Amazon wants waiver of FCC rules limiting power levels of unlicensed devices in 57-71 GHz to let it market “radar sensors” to enable touchless control of “device features and functions” for monitoring sleep hygiene, said an undocketed request posted Wednesday. The agency has granted similar waivers for other gesture-based tech such as Google’s Project Soli, the request said. “Operation at the requested power levels would not increase the potential for harmful interference.”
The inventory in New York's Rochester, Syracuse and Watertown partial economic areas (PEA) for the forthcoming auction of new flexible-use licenses in the 3.45–3.55 GHz band was amended to reflect a Lockheed Martin special temporary authority grant, said an FCC Office of Economics and Analytics and Wireless Bureau public notice Wednesday. The agency said it corrected an error to indicate some PEAs in which coordination requirements apply to the upper six and the lower four blocks. It made available guides providing details on bidding procedures for clock and assignment phases.
Any changes to link registration rules for the 70/80/90 GHz bands should include the requirement that operators in the 70/80 GHz bands certify that link construction is complete within 30 days after the construction deadline, or the registration automatically expires, Hughes told an aide to FCC acting Chairwoman Jessica Rosenworcel, per a docket 20-133 post Tuesday. Hughes said the agency should require 70/80 GHz operators to certify antenna patterns. It said the FCC shouldn't authorize aeronautical service there without a showing there won't be harm to fixed satellite service, which is allocated use on a co-primary basis.

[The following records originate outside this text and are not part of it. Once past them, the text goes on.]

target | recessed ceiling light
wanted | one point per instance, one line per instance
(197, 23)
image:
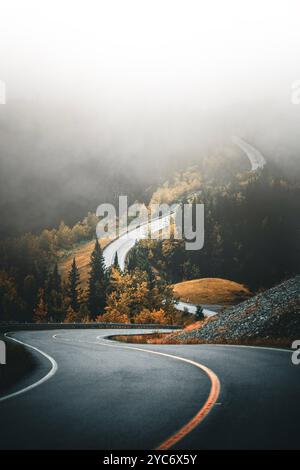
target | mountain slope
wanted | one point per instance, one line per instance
(270, 317)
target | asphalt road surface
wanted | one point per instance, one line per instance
(109, 395)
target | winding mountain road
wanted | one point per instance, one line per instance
(125, 242)
(110, 395)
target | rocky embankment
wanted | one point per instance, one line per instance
(272, 317)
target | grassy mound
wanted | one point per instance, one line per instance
(211, 291)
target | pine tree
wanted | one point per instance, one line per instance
(97, 283)
(74, 286)
(199, 313)
(116, 261)
(40, 312)
(56, 279)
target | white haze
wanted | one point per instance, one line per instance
(143, 82)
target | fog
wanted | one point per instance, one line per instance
(104, 97)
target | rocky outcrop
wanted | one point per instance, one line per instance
(271, 315)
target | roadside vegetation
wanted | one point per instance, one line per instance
(59, 274)
(19, 362)
(211, 291)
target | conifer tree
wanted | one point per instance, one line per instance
(74, 286)
(116, 261)
(97, 283)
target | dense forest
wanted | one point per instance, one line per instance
(252, 234)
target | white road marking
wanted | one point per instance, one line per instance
(50, 374)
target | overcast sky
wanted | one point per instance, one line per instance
(144, 81)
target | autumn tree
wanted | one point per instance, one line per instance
(97, 282)
(74, 286)
(40, 312)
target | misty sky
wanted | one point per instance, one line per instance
(142, 83)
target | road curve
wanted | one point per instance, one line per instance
(108, 395)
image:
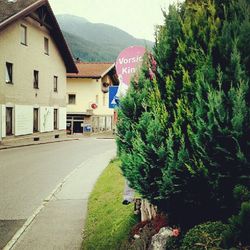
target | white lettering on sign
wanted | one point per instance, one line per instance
(128, 70)
(130, 60)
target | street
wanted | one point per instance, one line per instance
(28, 175)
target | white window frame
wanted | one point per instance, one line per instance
(71, 103)
(9, 73)
(23, 34)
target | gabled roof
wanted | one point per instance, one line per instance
(92, 70)
(11, 11)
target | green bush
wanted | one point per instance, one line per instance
(174, 243)
(204, 236)
(238, 233)
(184, 135)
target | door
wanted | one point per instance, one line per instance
(35, 119)
(55, 119)
(9, 121)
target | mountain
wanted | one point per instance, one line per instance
(95, 42)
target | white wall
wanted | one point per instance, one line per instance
(3, 120)
(46, 119)
(62, 118)
(23, 119)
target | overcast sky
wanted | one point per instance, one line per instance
(137, 17)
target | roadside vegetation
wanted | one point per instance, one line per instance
(183, 127)
(108, 222)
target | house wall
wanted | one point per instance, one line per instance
(21, 95)
(86, 91)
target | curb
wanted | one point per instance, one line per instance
(34, 144)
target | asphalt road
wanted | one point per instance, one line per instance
(29, 174)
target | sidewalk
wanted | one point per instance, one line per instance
(59, 221)
(22, 143)
(28, 142)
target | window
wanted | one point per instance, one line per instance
(9, 73)
(9, 121)
(36, 79)
(46, 45)
(72, 99)
(35, 119)
(55, 119)
(23, 35)
(55, 83)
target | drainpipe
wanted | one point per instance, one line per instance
(0, 124)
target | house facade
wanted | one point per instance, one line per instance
(88, 97)
(34, 60)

Aerospace Industries Association, Rural Wireless Associations and Blooston petitions to reconsider the 3.45 GHz band order got pushback Tuesday in docket 19-348. CTIA said in an opposition the AIA petition is an attempt to essentially elevate Part 5 experimental license holders from non-interfering secondary operations to co-primary status through a new coordination framework, and presents nothing new as the basis for a reconsideration. CTIA said it opposes RWA's request the license term for new flexible-use licenses drop from 15 years to 10, since 15 years ensures new licensees have time to deploy service given DOD repurposing. T-Mobile said the FCC correctly rejected a coordination framework for federal contractors, and reversing that would undermine the proceeding's purpose of making more spectrum available for commercial mobile services. It said calls by RWA and small carriers represented by Blooston law firm to license on a countywide basis run contrary to the idea that licensing by partial economic area will better let carriers aggregate the spectrum across similar bands like C. AT&T said the petitions could delay the start of Auction 110, and they recycle previously made arguments. RWA said it backs Blooston's call to reconsider licensing 10 3.45 GHz channel blocks as PEAs, but the agency should license them instead by county. RWA agreed with Blooston that Auction 110 short form application deadlines should be delayed to Q1.
The FCC Wireless Bureau and Office of Engineering and Technology OK'd Key Bridge Wireless’ request for a six-month extension of deadlines to retest its environmental sensing capability (ESC), said a public notice Monday. The retesting and a report on the results are now due Dec. 31; it was June 30. Key Bridge “has been unable to coordinate access” to NTIA's Institute for Telecommunication Sciences lab “to retest its ESC capabilities,” due to COVID-19 restrictions, the PN said. This is the second extension the company received.
The deadline for some Part 22 and Part 90 applications for T-band facilities from incumbent licensees was extended 180 days to Dec. 19, said an FCC Public Safety and Wireless bureaus public notice Monday.